What synchronicity! They both knew it was time to join the Samana pack and wander into the high desert. They bid farewell to their parents and gave their possessions to the "Bark'n Boutique", a store ran by the Espanola Animal shelter. They ate only once a day, all organic, with occasional treats offered by strangers. 
 The bitter practice-only one meal a day 
In order to practice renunciation, they left behind the city lights, the land of Enchantment...

 and parted with their favorite playmate, Indra, who loved to party at the Dog Park.

In winter, as they trotted through the deep snow, the only book they kept was "The Narrow Road to the Interior", a diary of Basho's spiritual journey.

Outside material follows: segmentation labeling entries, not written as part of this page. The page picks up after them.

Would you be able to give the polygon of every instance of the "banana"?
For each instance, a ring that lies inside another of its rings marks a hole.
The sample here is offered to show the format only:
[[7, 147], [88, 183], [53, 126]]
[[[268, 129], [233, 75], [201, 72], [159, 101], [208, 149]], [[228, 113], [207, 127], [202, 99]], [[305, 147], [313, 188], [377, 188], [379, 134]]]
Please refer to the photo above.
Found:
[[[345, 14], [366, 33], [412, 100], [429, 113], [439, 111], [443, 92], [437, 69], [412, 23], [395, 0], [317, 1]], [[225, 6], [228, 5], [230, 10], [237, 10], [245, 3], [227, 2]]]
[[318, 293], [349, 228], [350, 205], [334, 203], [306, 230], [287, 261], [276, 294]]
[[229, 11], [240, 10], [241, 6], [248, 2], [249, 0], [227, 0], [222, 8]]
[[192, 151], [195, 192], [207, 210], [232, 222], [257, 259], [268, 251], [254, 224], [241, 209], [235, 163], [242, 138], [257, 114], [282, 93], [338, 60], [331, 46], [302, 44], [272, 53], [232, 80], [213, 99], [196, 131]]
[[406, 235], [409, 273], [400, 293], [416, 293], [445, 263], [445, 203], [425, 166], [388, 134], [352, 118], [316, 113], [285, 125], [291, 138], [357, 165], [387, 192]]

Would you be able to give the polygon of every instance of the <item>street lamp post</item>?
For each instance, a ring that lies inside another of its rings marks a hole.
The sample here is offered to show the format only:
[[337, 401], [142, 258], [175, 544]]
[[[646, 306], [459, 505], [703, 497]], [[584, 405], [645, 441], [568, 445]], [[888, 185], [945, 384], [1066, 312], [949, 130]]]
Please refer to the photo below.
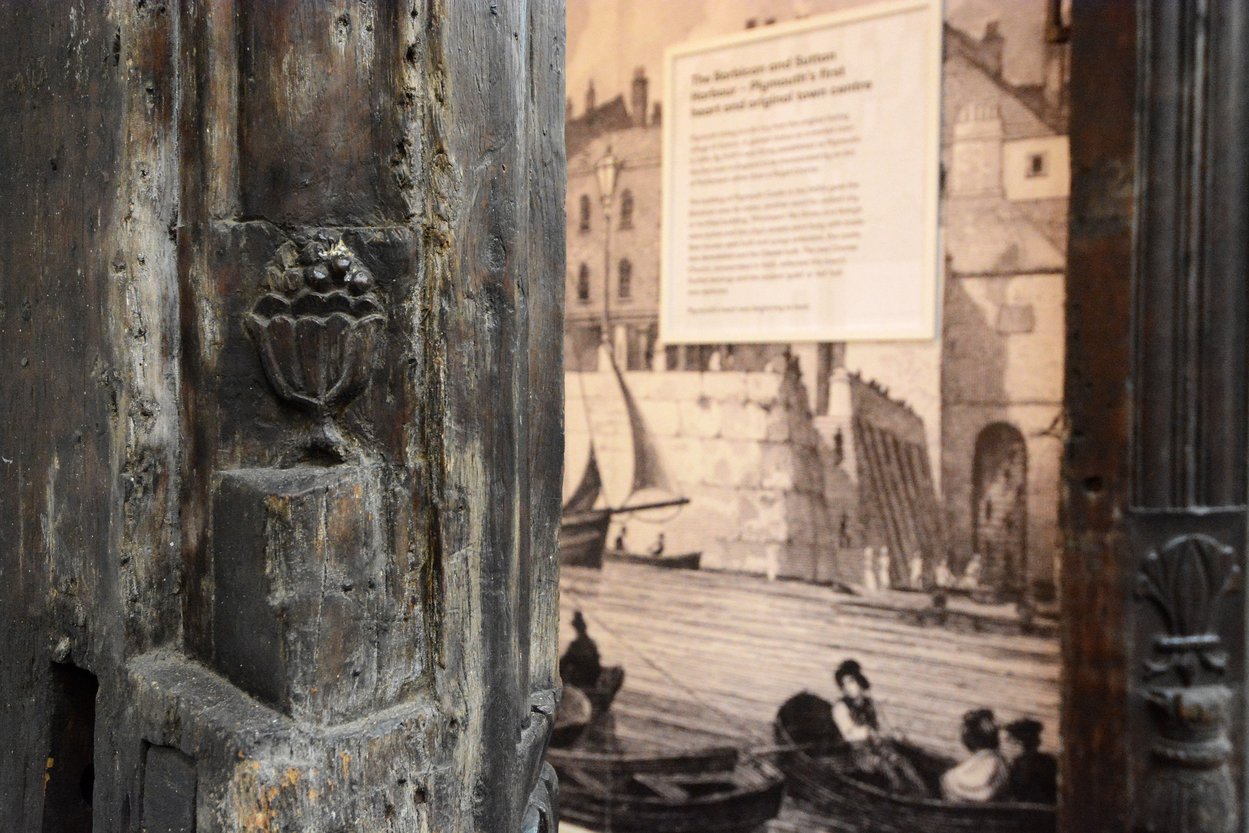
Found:
[[612, 202], [616, 199], [616, 175], [620, 171], [621, 161], [612, 154], [611, 145], [607, 152], [595, 165], [595, 175], [598, 179], [598, 197], [603, 205], [603, 342], [615, 355], [612, 346], [611, 322], [611, 276], [612, 276]]

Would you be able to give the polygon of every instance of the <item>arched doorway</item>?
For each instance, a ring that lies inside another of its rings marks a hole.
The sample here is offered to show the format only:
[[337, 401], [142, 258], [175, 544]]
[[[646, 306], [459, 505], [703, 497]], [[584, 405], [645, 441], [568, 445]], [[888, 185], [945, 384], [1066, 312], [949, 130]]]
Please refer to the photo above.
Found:
[[972, 547], [980, 586], [1000, 598], [1022, 598], [1028, 557], [1028, 447], [1005, 422], [975, 438], [972, 463]]

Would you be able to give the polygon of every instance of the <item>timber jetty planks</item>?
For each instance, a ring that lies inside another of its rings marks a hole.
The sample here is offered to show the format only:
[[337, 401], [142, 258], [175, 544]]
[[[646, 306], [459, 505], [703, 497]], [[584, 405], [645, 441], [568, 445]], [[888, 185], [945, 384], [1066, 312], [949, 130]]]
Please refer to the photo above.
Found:
[[[613, 711], [628, 746], [766, 742], [777, 707], [804, 688], [831, 696], [851, 656], [912, 741], [960, 757], [962, 714], [982, 706], [1037, 717], [1045, 746], [1058, 741], [1057, 639], [921, 626], [827, 587], [647, 564], [565, 568], [561, 589], [563, 621], [583, 611], [603, 662], [626, 668]], [[562, 643], [571, 636], [565, 624]]]

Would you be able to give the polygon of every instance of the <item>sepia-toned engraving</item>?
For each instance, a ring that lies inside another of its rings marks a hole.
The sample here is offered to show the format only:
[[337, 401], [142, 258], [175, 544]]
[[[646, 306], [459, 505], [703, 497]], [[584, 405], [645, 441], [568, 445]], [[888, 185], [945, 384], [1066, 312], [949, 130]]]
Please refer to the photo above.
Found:
[[643, 5], [570, 9], [561, 818], [1048, 833], [1060, 10], [950, 4], [937, 341], [667, 345], [656, 55], [843, 6]]

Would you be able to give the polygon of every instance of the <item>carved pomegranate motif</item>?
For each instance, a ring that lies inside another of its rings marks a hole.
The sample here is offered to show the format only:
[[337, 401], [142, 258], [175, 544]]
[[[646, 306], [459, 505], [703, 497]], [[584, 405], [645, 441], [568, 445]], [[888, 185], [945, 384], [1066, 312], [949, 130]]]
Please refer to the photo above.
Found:
[[316, 418], [311, 447], [340, 460], [347, 442], [333, 417], [368, 386], [386, 321], [373, 283], [341, 240], [286, 244], [244, 320], [274, 392]]

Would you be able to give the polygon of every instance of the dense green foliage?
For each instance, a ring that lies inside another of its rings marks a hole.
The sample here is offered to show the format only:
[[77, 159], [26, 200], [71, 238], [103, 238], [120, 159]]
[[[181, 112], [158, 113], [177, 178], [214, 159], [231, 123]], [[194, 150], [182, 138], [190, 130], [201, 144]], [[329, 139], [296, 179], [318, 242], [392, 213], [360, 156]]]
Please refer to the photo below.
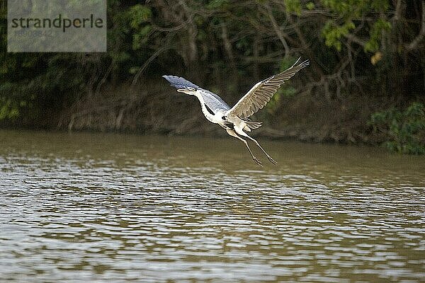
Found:
[[388, 139], [385, 145], [392, 151], [410, 154], [425, 154], [425, 106], [412, 103], [405, 110], [395, 108], [377, 112], [370, 117], [375, 131]]
[[425, 4], [419, 0], [110, 0], [103, 54], [7, 53], [5, 2], [0, 120], [61, 112], [106, 86], [164, 74], [186, 76], [233, 102], [300, 56], [311, 66], [265, 115], [300, 93], [341, 105], [365, 96], [392, 101], [388, 107], [424, 99]]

 The sun and moon had always shone, the rivers had always flowed. 
The world of phenomenon was only a fleeting dream. A life of renunciation was not too difficult for them.  Govinda and Siddhartha had gotten used to a life of wandering.  

But what was this strange uncertainty he felt inside? Siddhartha pondered. What if his stoic practice, the control of sensory pleasure was because of his soul was in love with its own purity, like the life of the medieval monks as Hegel described?

However, at times, his alienated soul experienced its own unhappy consciousness, yearned to be with the remote others.

Until...one day when he met the beautiful courtesan-Kamala.
Siddhartha felt his blood kindled. Ah, what strange fervor burned in his heart!

He visited Kamala regularly, made his offering to her:
"I can think and I can sit. O yes, I can also compose poetry, in exchange for your kisses."
Kamala was quite fond of the handsome and intelligent Samana, her heart fluttered. she smiled and said: "My nose is keen and my lips are fleshy, and will fit yours even though you came from the jackals."

Meanwhile, Govinda had decided to follow Gotama, the Illustrious One, and he was soon ordained as a monk.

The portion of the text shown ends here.